When it came to beer and liquor in the '70s, '80s and '90s, Americans had some favorites, but few options. American-brewed beers, namely lagers, were the most popular and no one was asking for any different. Perhaps there was division between fans of light and full-bodied, but for the most part, everyone drank about the same thing distributed by three major brands.
Around the turn of the century, everything began to change and has continued to ever since. Small craft breweries took off, Americans developed a larger palate for wine and trendy new types of flavored liquors also hit the market. It would seem that Americans had totally turned away from the country's offering of lagers in favor of new alcohol products.

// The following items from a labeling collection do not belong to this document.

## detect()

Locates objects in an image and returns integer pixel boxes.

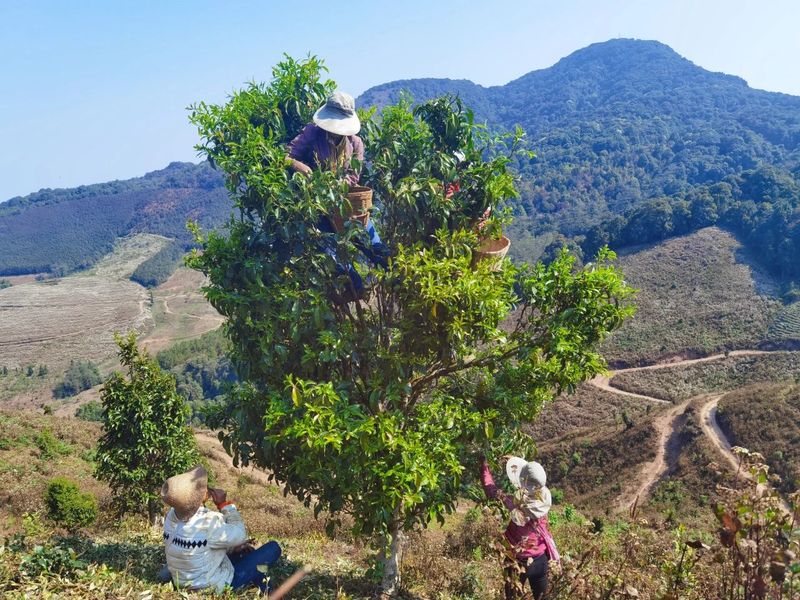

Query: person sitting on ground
[161,466,281,592]
[480,456,561,600]
[288,91,389,292]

Contrary to everything else that was happening with beer in the country, Pabst Blue Ribbon, a company with sales at an all-time low in 2001, exploded over the course of the next 12 years. According to Quartz, PBR or Pabst Brewing Company is now for sale and expected to fetch as much as $1 billion. Americans drank 200 percent more PBR in 2012 than they did in 2003, and the brand surpassed Coors in volume sales in 2006.
The beer's popularity was mostly in response to its low price and relative obscurity by the early 2000s. Quartz reported that the lack of advertising and rebranding brought the beer to the attention of certain social groups, and it quickly took off from there. Pabst had to do little except sit back and watch. While other major breweries were struggling to keep up with changing American palettes, Pabst, in a way, just didn't fix a product that was broken.
Consumer Demand is Hard to Predict
While a unique, fun story, PBR's success over the last decade is indicative of the bizarre ways that consumer interests, trends and culture can impact supply and demand for a product. Consumers control the market in nearly every industry today. As tastes change, people immediately look for something new. Instead of waiting for successful companies to deliver it, consumers can quickly take a niche startup and make it a national brand.
If companies are suddenly noticing a large increase in demand, it's never too early to enlist the help of automated data collection tools. As demand increases and fluctuates, the ability to keep inventory accurate and deliveries on time will be nearly impossible with old, paper-based systems.